Despite these efforts, there seemed to be no way to determine through genetic identity alone that cells were pluripotent. Instead, pluripotency was routinely evaluated by functional assays. In other words, if it acts like a stem cell, it must be a stem cell.

That condition led the team to their key insight. “Pluripotency does not seem to represent a discrete cellular entity but rather a functional state elicited by a balance between opposite differentiation forces,” says Izpisua Belmonte.

Once they understood this, they realized the four extra genes weren’t necessary for pluripotency. Instead, adult cells could be reprogrammed by altering the balance of “lineage specifiers,” genes that were already in the cell that specified what type of adult tissue a cell might become.

“One of the implications of our findings is that stem cell identity is actually not fixed but rather an equilibrium that can be achieved by multiple different combinations of factors that are not necessarily typical of ESCs,” says Ignacio Sancho-Martinez, one of the first authors of the paper and a postdoctoral researcher in Izpisua Belmonte’s laboratory.

Izpisua Belmonte’s laboratory showed that more than seven additional genes can facilitate reprogramming adult cells to iPSCs. Most importantly, for the first time in human cells, they were able to replace a gene from the original recipe called Oct4, which had been replaced in mouse cells, but was still thought indispensable for the reprogramming of human cells. Their ability to replace it, as well as SOX2, another gene once thought essential that had never been replaced in combination with Oct4, demonstrated that stem cell development must be viewed in an entirely new way. In point of fact, Belmonte’s group showed that genes that specify mesendodermal lineage can replace OCT4 in human iPSC generation, and ectodermal lineage specifiers are able to replace SOX2 in hiPSC generation.
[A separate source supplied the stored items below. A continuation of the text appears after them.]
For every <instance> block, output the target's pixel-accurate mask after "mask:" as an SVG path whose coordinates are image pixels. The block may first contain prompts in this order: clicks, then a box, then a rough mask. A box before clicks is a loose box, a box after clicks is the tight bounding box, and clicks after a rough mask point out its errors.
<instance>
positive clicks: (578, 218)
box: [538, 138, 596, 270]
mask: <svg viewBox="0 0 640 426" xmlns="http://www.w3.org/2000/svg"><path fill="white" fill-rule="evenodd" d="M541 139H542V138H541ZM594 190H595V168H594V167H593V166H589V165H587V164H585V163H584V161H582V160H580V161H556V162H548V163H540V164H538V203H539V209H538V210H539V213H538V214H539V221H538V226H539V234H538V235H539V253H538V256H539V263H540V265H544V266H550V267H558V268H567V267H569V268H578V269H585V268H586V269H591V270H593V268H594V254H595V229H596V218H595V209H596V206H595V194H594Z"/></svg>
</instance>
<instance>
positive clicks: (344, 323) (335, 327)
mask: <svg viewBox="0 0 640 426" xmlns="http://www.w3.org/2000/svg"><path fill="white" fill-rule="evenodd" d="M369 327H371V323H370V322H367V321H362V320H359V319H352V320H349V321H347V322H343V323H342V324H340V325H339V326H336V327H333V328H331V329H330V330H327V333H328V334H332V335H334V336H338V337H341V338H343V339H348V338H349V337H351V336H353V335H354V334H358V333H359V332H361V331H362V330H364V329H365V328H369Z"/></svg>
Simultaneous replacement of OCT4 and SOX2 allows human cell reprogramming to iPSCs

“It was generally assumed that development led to cell/tissue specification by ‘opening’ certain differentiation doors,” says Emmanuel Nivet, a post-doctoral researcher in Izpisua Belmonte’s laboratory and co-first author of the paper, along with Sancho-Martinez and Nuria Montserrat of the Center for Regenerative Medicine in Barcelona, Spain.

Instead, the successful substitution of both Oct4 and SOX2 shows the opposite. “Pluripotency is like a room with all doors open, in which differentiation is accomplished by ‘closing’ doors,” Nivet says. “Inversely, reprogramming to pluripotency is accomplished by opening doors.”
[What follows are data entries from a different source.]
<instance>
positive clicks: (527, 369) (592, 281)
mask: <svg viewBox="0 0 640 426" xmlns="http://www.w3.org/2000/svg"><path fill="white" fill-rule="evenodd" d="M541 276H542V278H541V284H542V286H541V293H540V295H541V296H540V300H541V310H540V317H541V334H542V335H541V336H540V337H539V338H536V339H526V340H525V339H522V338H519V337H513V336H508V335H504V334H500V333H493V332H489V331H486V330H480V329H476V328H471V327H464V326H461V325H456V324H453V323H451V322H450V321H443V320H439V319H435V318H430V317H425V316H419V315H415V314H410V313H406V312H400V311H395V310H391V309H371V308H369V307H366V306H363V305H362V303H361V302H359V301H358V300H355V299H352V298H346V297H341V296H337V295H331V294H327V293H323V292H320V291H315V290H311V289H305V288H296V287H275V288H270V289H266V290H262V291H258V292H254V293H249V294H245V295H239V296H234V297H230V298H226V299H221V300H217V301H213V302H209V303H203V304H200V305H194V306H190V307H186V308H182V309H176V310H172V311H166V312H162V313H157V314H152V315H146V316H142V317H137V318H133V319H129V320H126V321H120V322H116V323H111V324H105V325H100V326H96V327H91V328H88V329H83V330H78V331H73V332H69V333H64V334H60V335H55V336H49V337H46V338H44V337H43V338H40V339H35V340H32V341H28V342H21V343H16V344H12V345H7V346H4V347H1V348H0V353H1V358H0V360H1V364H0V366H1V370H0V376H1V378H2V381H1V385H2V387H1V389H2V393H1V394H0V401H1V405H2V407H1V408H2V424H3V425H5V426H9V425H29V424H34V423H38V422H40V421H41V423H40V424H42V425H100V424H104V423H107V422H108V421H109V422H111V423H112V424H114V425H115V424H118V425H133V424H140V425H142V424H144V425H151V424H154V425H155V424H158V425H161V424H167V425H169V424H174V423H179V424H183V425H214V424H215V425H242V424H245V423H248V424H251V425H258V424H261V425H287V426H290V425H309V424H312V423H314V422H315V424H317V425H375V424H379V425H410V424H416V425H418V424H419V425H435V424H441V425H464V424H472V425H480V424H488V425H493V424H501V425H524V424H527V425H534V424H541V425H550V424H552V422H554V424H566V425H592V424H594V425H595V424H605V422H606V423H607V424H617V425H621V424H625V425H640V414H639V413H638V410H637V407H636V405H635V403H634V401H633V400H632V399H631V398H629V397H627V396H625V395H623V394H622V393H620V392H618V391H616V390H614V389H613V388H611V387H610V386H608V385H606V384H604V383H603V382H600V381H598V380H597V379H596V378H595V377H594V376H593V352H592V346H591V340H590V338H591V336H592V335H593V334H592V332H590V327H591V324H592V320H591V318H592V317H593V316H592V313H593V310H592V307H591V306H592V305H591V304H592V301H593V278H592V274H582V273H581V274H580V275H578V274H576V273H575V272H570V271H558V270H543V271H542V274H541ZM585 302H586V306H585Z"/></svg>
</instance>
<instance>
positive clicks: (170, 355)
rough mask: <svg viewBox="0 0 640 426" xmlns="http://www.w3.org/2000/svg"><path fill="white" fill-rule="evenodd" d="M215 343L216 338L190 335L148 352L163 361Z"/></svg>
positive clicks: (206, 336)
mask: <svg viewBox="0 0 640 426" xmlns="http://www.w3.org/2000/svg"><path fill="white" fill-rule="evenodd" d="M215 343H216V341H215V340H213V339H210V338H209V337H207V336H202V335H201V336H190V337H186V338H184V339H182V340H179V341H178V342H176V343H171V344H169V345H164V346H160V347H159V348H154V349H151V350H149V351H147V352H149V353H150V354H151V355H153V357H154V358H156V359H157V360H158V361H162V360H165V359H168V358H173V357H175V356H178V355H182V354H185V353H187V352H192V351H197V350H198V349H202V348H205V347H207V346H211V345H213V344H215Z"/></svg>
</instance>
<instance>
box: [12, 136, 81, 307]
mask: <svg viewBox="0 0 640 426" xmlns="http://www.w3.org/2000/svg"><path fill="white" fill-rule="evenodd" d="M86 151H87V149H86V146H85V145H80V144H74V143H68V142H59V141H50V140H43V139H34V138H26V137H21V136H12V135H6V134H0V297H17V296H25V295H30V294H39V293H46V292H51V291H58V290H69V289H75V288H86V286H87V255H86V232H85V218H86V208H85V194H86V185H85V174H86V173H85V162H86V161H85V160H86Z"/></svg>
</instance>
This work should help to overcome one of the major hurdles in the widespread adoption of iPSC-based therapies; namely, that the original four genes used to reprogram stem cells had been implicated in cancer. “Recent studies in cancer, many of them done by my Salk colleagues, have shown molecular similarities between the proliferation of stem cells and cancer cells, so it is not surprising that oncogenes [genes linked to cancer] would be part of the iPSC recipe,” says Izpisua Belmonte.
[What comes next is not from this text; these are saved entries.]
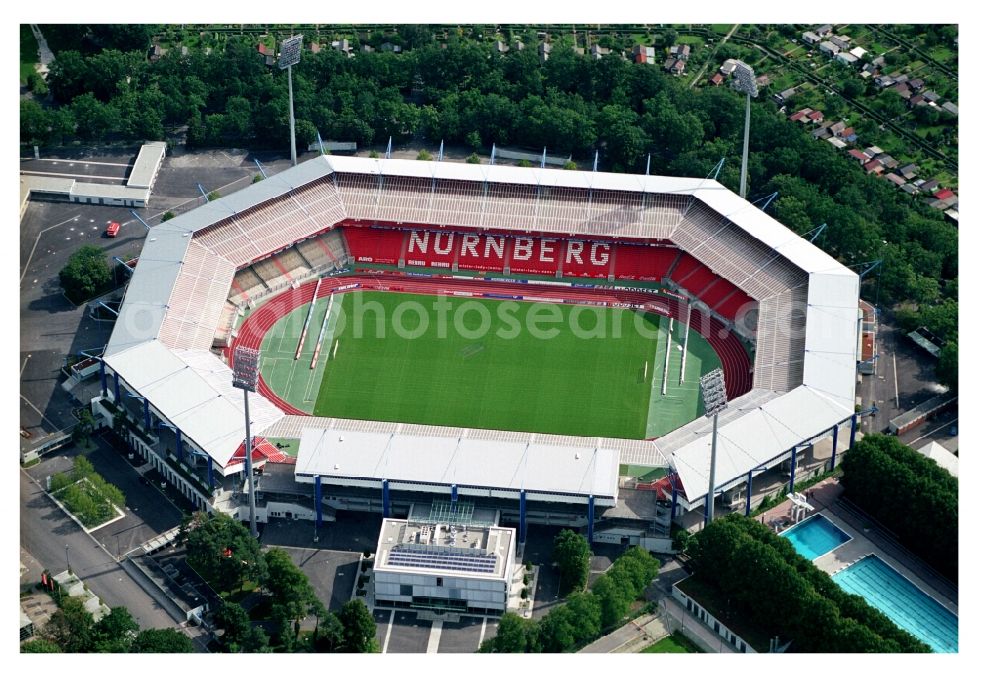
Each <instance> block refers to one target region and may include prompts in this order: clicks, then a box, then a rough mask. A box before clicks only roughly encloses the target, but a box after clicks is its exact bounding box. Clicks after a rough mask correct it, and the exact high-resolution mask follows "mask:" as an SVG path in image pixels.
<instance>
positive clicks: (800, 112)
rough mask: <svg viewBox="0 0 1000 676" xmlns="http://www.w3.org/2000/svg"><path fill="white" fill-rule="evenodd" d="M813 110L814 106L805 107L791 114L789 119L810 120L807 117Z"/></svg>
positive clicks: (806, 120)
mask: <svg viewBox="0 0 1000 676" xmlns="http://www.w3.org/2000/svg"><path fill="white" fill-rule="evenodd" d="M811 112H812V108H803V109H802V110H800V111H797V112H795V113H792V114H791V115H789V116H788V119H789V120H791V121H792V122H808V119H806V115H808V114H809V113H811Z"/></svg>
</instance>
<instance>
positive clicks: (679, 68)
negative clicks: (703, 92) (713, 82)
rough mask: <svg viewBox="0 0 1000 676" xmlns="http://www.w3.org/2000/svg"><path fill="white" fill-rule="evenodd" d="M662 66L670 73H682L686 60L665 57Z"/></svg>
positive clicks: (684, 66)
mask: <svg viewBox="0 0 1000 676" xmlns="http://www.w3.org/2000/svg"><path fill="white" fill-rule="evenodd" d="M663 68H664V69H665V70H666V71H667V72H669V73H670V74H671V75H683V74H684V69H685V68H687V61H681V60H680V59H667V62H666V63H664V65H663ZM716 75H718V73H716Z"/></svg>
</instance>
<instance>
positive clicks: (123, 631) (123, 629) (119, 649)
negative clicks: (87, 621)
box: [94, 606, 139, 653]
mask: <svg viewBox="0 0 1000 676" xmlns="http://www.w3.org/2000/svg"><path fill="white" fill-rule="evenodd" d="M138 631H139V623H138V622H136V621H135V619H134V618H133V617H132V615H131V614H130V613H129V612H128V609H127V608H124V607H121V606H119V607H116V608H112V609H111V612H110V613H108V614H107V615H105V616H104V617H102V618H101V619H100V620H99V621H98V622H97V624H96V625H94V652H98V653H127V652H129V649H130V648H131V647H132V641H133V640H134V639H135V635H136V632H138Z"/></svg>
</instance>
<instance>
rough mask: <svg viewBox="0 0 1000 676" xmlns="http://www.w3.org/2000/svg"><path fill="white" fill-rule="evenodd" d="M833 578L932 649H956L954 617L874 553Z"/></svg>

With this new method, which allows for a customized recipe, the team hopes to push therapeutic research forward. “Since we have shown that it is possible to replace genes thought essential for reprogramming with several different genes that have not been previously involved in tumorigenesis, it is our hope that this study will enable iPSC research to more quickly translate into the clinic,” says Izpisua Belmonte.

Other researchers on the study were Tomoaki Hishida, Sachin Kumar, Yuriko Hishida, Yun Xia and Concepcion Rodriguez Esteban of the Salk Institute; Laia Miquel and Carme Cortina of the Center of Regenerative Medicine in Barcelona, Spain.